Best Offset (BO). The BO prefetcher generates the prefetch line address by adding a "best offset" to the demand access address. The BO prefetcher keeps a list of candidate offsets, and each offset is associated with a score. The offset with the highest score is chosen as the best offset. The BO prefetcher evaluates an offset value by maintaining a table of Recent Requests (RRs) and searching through the RR table to check if the current demand request address could have been prefetched with the current offset. The BO prefetcher is conceptually like the Sandbox prefetcher. Figure 18 illustrates the overall structure of the BO prefetcher. The list of possible offsets is fixed at design time. Every time a load request of address X is observed, all the candidate offsets in the list are evaluated in serial. Address X − O is looked up in the RR table. A match in the RR table indicates that line X could have been prefetched with offset O , and the score of offset O is incremented. The score of a possible offset suggests how accurate this offset would be in the past. A round completes when all offset values in the list are graded. A learning phase ends either when the number of rounds reaches maximum value or when the score of an offset reaches a threshold. The one with the highest score is determined as the best offset in the end of the learning phase. Scores are reset, and a new learning phase starts. The selected offset value will be used as prefetch offset O during the next phase. The RR table holds base addresses of demand accesses that generate prefetch. When a prefetched line Y is filled into cache, address Y − O is written into the RR table, where O is the prefetch offset determined in the previous learning phase. One of the BO design targets is to yield timely prefetch requests. Hence, a delay queue is implemented to hold address X for a fixed time.
CONCLUSION
In this article, we present SelSMaP, a high-performance, low-budget LLC prefetching scheme to make prefetch decisions based on a referenced stride. The reference stride is picked as the minimum observed offset of two consecutive accesses in the same page. The referenced stride is evaluated by generating a stride masking and comparing it to the access history pattern, which reveals how well matched the history pattern is to the guidance. This prefetching scheme saves on-chip area in comparison to many state-of-the-art prefetchers and uses less logic to achieve high performance.

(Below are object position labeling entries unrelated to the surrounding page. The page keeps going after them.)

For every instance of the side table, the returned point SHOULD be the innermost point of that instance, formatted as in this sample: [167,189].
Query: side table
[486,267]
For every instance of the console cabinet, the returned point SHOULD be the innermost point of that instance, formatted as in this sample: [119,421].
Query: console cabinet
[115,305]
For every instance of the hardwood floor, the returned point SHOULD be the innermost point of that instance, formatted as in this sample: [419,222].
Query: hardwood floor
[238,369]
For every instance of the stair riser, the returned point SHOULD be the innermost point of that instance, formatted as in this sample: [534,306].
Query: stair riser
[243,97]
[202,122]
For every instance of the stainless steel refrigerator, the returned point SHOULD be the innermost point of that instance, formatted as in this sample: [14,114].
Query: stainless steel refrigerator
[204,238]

We evaluate our prefetching scheme running both single-threaded SPEC CPU2006 benchmarks and multithreaded CloudSuite workloads. For SPEC workloads, SelSMaP achieves an average IPC improvement of 23% over no prefetching. Performance is improved on average by 4% and at best 135% compared to the AMPM prefetcher with 88% storage reduction and much less functional logic, and on average by 6% and at best 91% compared to the BO prefetcher with 40% less storage. For CloudSuite workloads, SelSMaP achieves an average performance improvement of 30% over nonprefetching systems, and outperforms the highest-performing prefetcher by 8.6% in CloudSuite workloads.